The Sri Lanka Institute of Tourism and Hotel Management (SLITHM) may well be the only seat of higher educational learning in Sri Lanka with two significant milestones in its 50 year existence.
First, that it has not had to shut down a single day due to student unrest and secondly, that every individual who has passed out has found employment with the unemployment rate remaining frozen at zero.
This was revealed by SLITHM Chairman Sunil Dissanayake during the 38th graduation ceremony of the institution which was held at the BMICH recently.
A total of 77 students passed out as full-fledged graduates at the ceremony which was held under the patronage of Chief Guest, Tourism Development and Christian Religious Affairs Minister John Amaratunga and other dignitaries. Dissanayake speaking during the event said he was happy to note that all of the 77 new graduates had already found employment.
Inaugurated in 1966 as the Ceylon Hotel School, SLITHM is the pioneer education institute in the field of tourism and hospitality training in the country.
The graduation is the culmination of the three and four year management courses and it is a much anticipated event by the hospitality industry which is growing at a rapid pace with hundreds of new openings for hospitality professionals.
Speaking during the event Amaratunga reminded the new graduates about their responsibilities. “The new graduates have a big responsibility to ensure that they protect the good name of SLITHM as well as that of the country as their services will more often be directed towards foreigners. As such, they will be the country’s tourism ambassadors and their actions, talents, knowledge and skills acquired through training at SLITHM will define the success of the industry in the years to come.”
Amaratunga made a passionate appeal to the new graduates to serve their motherland first. “I request all of the 77 graduates to first serve their motherland before seeking overseas exposure as Sri Lanka needs their services at this defining moment in its tourism industry,” he said.
He also drew attention to the power of social media. “Sri Lanka is well known the world over as a very hospitable nation with a very hospitable people who are always smiling. However in the recent past we have seen some adverse reports in the media where tourists have been exploited. Today social media is a very powerful tool and one bad experience can instantly influence thousands of others,” Amaratunga cautioned.

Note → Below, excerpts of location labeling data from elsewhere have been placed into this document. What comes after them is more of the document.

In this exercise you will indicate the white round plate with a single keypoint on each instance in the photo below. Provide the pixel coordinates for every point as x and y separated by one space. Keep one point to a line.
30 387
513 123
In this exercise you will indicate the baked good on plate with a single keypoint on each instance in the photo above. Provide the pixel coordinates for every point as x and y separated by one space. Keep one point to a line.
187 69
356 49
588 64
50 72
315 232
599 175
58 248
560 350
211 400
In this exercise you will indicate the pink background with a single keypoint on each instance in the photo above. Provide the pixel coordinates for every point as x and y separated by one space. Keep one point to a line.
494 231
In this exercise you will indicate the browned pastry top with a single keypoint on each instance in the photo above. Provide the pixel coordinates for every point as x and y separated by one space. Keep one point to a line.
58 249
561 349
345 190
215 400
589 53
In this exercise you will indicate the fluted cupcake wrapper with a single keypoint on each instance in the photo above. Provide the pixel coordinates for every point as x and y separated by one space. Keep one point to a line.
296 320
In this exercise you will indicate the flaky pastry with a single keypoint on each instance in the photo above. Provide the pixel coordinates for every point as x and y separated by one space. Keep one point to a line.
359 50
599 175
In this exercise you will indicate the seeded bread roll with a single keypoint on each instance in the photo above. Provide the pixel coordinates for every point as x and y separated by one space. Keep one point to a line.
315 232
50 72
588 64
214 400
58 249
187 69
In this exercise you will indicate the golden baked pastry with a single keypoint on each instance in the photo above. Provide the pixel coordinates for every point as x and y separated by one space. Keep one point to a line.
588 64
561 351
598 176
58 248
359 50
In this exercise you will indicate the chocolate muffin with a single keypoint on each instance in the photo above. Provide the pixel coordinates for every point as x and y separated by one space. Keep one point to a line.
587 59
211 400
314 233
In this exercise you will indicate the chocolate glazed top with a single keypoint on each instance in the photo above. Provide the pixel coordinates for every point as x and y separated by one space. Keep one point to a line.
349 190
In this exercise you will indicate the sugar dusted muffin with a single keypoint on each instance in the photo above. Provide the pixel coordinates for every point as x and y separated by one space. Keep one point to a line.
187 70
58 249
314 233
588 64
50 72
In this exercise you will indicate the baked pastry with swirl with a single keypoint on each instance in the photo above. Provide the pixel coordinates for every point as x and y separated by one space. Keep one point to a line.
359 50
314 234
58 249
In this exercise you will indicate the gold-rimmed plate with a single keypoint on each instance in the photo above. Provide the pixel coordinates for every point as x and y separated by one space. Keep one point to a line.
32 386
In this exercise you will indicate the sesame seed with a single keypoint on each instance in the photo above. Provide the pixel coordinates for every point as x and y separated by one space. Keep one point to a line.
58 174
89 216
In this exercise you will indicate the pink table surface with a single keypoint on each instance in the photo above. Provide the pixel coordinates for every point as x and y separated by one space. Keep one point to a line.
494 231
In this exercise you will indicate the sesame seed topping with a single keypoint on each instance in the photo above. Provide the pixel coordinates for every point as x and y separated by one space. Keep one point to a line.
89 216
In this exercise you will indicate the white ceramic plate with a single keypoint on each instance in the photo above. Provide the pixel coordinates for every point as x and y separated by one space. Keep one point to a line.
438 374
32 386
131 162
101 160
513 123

The SLITHM main campus in Colombo is South Asia’s first purpose designed training facility offering students a holistic education experience in the different aspects of tourism and hospitality.
SLITHM has developed an extensive network of satellite schools across the country in order to attract and train youth in the fine art of hospitality. In addition to the existing satellite schools in Kandy, Anuradhapura, Koggala, Bandarawela, Ratnapura and Kurunegala, new schools have opened in Hambantota, Passikuda, Polonnaruwa and Negombo in the recent past. “Rather than waiting for students to come to us, we are going to their doorstep,” explained Amaratunga who has taken a personal interest in raising Sri Lanka’s service standards.
With dozens of new hotels coming up across the country, the industry requires thousands of new workers. In order to cater to the demand SLITHM has doubled its output of trained students from 3000 per year to nearly 7000 per year.
“Today we have a serious issue with regard to manpower in the tourism and hospitality sectors. The demand is more than the supply. This is because of the continuing expansion of the hotel sector while the youth continue to focus on the more traditional career paths. The result is that many lucrative job opportunities go a begging,” said Amaratunga.
He noted that females still hesitated to join the industry due to ill-conceived notions. “There is a misconception among our youth especially the females that the hospitality trade is not suitable for them. This is a baseless, ill-informed and outdated theory. Today an entry level job in the hotel industry pays twice as much as any other field as a hotel employee is entitled to two monthly payments, namely the basic salary and service charge. When these two are combined and factored with other benefits such as free meals, accommodation, medical benefits and more, the income is much higher than other fields,” said Amaratunga.
In his address, SLITHM Chairman Sunil Dissanayake reminisced about the rich history of the institution. “SLITHM has a history of innovation, growth and change. Inaugurated in 1966, today we have earned local and global recognition as the premier institute for hospitality and tourism management education in Sri Lanka and the region. We have been the backbone of the hospitality industry of Sri Lanka from its infancy, producing the required professional human resources for the hospitality industry,” he said.
“With the industry estimating nearly 150,000 new direct employees by 2020 to serve Sri Lanka’s growing visitor base, last year alone 5300 students passed out of SLITHM, of whom 88 were graduates. This year the planned output is 6,900. As a primary goal we aim to provide high quality, affordable and practically relevant education for the industry and in doing so we aim to achieve degree awarding status for an academic (Hons.) Degree in Tourism and Hospitality Management whilst focusing on achieving National Vocational Qualifications (NVQ) levels for our professional courses.”
“With the facilitation of Chartered Management Accountants (CMA) ‘finance for hotel accounting’ courses were introduced, primarily catering to finance professionals in the hotel and catering industry and those aspiring for a career in hotel finance,” said Dissanayake, adding that “SLITHM is in the process of reviewing and amending its curricula to align it with current industry requirements by seeking the views and closely working with the Hotels Association of Sri Lanka.”